I got this recipe from 4 Ingredients or Less Campbell's Cookbook and it is a quick, easy and tasty sandwich. I have modified the recipe from the original.

Provided by bmcnichol

Categories     Lunch/Snacks

Time 35m

Yield 4 serving(s)

Number Of Ingredients 3

1/3 cup Italian dressing
4 boneless skinless chicken breasts
1 loaf frozen mozzarella garlic bread

Steps:

  • Pour dressing in a bag. Place breasts in bag and shake to coat. Put in fridge for about 10 minutes.
  • Heat oven to 400 and heat grill to medium-hot.
  • Remove the bread from the bag and split in half. Place on an ungreased baking sheet and bake for about 10 minutes or until hot.
  • Remove chicken from dressing and grill for about 15 minutes or until chicken is cooked though. Turn chicken and baste with dressing during cooking cycle.
  • Place chicken on baked garlic bread and enjoy.
  • Can add other sandwich condiments if desired.

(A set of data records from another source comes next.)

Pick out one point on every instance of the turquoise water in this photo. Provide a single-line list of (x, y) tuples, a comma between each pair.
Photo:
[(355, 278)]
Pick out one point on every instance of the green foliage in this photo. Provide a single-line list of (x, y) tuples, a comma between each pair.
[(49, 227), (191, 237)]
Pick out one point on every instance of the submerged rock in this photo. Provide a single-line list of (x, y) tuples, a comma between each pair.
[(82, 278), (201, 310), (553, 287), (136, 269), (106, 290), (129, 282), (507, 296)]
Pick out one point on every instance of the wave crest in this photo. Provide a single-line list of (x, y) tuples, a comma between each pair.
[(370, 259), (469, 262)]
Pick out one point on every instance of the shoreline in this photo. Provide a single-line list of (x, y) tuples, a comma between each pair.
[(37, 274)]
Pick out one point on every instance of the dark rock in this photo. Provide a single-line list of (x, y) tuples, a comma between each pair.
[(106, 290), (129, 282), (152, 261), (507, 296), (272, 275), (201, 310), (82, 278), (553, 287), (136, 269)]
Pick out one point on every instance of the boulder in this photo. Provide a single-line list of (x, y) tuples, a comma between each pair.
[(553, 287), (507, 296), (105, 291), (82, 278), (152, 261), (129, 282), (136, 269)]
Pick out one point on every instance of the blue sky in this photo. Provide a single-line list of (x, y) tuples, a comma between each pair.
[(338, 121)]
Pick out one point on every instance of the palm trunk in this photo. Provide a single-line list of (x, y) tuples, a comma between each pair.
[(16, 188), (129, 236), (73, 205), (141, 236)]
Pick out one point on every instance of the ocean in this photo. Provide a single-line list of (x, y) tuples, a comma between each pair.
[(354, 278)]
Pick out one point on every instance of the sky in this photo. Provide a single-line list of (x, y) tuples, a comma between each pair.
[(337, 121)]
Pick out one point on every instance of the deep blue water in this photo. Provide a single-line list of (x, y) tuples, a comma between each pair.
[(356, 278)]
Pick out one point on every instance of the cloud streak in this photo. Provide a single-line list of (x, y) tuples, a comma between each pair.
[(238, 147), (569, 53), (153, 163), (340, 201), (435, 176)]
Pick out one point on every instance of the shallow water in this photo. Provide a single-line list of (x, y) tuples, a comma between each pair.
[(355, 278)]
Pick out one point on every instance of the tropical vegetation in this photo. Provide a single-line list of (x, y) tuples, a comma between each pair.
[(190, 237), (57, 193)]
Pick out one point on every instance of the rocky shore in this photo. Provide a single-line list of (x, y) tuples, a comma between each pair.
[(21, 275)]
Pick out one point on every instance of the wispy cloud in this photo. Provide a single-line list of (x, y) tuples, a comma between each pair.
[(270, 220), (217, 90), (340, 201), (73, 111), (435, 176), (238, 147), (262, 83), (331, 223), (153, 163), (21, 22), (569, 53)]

Nutrition Facts : Calories 191.4, Fat 8.6, SaturatedFat 1.5, Cholesterol 75.5, Sodium 336, Carbohydrate 2, Sugar 1.6, Protein 25.1

CHICKEN AND SHELLS DINNER



Chicken and Shells Dinner image

Like most kids, mine love macaroni and cheese. The addition of chicken and peas makes this a meal-in-one they never refuse.-LeeAnn McCue, Charlotte, North Carolina

Provided by Taste of Home

Categories     Dinner

Time 35m

Yield 4-6 servings.

Number Of Ingredients 7

1 package (12 ounces) shells and cheese dinner mix
1/4 cup chopped onion
4 tablespoons butter, divided
2 cups cubed cooked chicken
1 package (10 ounces) frozen peas, thawed
2/3 cup mayonnaise
1/3 cup seasoned bread crumbs

Steps:

  • Prepare dinner mix according to package directions. Meanwhile, in a small skillet, saute onion in 2 tablespoons butter until tender. Stir the chicken, peas, mayonnaise and sauteed onion into dinner mix., Transfer to a greased 1-1/2-qt. baking dish. Melt remaining butter; toss with bread crumbs. Sprinkle over top. Bake, uncovered, at 350° for 20-25 minutes or until bubbly.

Nutrition Facts :

Tips:

  • Use fresh ingredients: Fresh chicken, mozzarella, and vegetables will make a big difference in the flavor of your dish.
  • Marinate the chicken: Marinating the chicken in a flavorful mixture of herbs, spices, and olive oil will help to keep it moist and tender.
  • Grill the chicken over medium heat: This will help to prevent the chicken from burning or drying out.
  • Use a good quality pasta: A high-quality pasta will hold its shape and texture better than a cheaper pasta.
  • Cook the pasta al dente: This means that the pasta should be cooked until it is just tender, but still has a slight bite to it.
  • Use a creamy sauce: A creamy sauce will help to bind the ingredients together and create a rich, flavorful dish.
  • Top with fresh herbs: Fresh herbs, such as basil or parsley, will add a pop of color and flavor to your dish.

Conclusion:

This easy and delicious one-pan meal is perfect for a busy weeknight dinner. The grilled chicken is tender and flavorful, the mozzarella cheese is melted and gooey, and the creamy sauce is rich and satisfying. With just a few simple ingredients, you can create a dish that the whole family will love.